The Platform for a Truth Commission launched the campaign in the hope of establishing the facts surrounding the unsolved crimes of the 1936 to 1939 civil war and the dictatorship which followed.

 

The initiative comes ahead of the country’s general election on 20 December.

UN experts have asked Spain to investigate alleged crimes, but the whole episode was so painful for many people, that even discussion about those times has been difficult. Opinions about Franco’s rule remain deeply divided.

"We ask all the parties to commit once and for all to fulfilling the UN resolutions during the next legislature," the movement's spokesman Jordi Gordon said.

The aim is to "set up a parliamentary truth commission to recognise the victims of Franco and establish the facts".

The platform estimates unsolved "disappearances" run to more than 150,000 and some 2,380 mass graves remain to be exhumed.

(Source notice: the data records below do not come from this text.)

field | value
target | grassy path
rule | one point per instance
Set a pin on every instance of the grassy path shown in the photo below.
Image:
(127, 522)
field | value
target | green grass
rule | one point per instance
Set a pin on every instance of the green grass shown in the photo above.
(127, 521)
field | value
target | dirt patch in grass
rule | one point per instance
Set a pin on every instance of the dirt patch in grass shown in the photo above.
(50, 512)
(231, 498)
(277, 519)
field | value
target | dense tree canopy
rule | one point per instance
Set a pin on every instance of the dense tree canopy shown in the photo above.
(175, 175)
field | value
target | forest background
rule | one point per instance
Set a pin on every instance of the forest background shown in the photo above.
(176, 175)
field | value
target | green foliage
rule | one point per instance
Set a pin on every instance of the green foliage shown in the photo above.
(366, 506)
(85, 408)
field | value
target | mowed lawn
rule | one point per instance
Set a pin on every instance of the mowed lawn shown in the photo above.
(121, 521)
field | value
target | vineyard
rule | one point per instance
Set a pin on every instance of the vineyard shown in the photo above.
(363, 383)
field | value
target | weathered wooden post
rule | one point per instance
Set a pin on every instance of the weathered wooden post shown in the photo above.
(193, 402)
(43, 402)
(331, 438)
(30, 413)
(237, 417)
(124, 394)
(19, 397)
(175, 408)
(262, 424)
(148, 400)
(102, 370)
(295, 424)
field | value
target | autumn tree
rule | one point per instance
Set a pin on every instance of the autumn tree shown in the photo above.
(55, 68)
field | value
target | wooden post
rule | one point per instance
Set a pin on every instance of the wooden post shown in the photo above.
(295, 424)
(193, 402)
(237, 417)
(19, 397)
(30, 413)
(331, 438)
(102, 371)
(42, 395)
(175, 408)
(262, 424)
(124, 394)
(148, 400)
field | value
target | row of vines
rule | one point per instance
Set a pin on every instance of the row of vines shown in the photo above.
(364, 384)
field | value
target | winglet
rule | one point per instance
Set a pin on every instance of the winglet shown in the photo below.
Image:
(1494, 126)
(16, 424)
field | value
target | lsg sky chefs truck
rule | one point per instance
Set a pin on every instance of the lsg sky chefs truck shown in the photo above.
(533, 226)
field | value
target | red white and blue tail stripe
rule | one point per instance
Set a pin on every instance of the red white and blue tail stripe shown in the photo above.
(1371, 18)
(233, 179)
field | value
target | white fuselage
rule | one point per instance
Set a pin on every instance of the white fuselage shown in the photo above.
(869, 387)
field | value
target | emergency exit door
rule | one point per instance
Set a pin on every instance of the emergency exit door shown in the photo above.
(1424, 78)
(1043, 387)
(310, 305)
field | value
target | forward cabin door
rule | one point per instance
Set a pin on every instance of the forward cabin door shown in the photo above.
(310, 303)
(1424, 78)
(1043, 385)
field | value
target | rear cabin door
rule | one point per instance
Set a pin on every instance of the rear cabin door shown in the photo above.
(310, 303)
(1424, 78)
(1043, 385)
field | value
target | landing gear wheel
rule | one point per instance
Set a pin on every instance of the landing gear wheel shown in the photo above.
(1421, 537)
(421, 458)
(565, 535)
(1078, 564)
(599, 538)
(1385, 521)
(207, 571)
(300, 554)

It also demands an official investigation into how babies were taken away from their mothers and adopted by families who supported the dictatorship.

After Franco died in 1975, an amnesty for the crimes of the previous four decades was declared to enable the country to move ahead. In 2007 came the “historical memory law” which was supposed to examine some of the alleged crimes.

Since the conservative election win of 2011, the “victims’ bureau” established under the law has been suppressed, according to Gordon.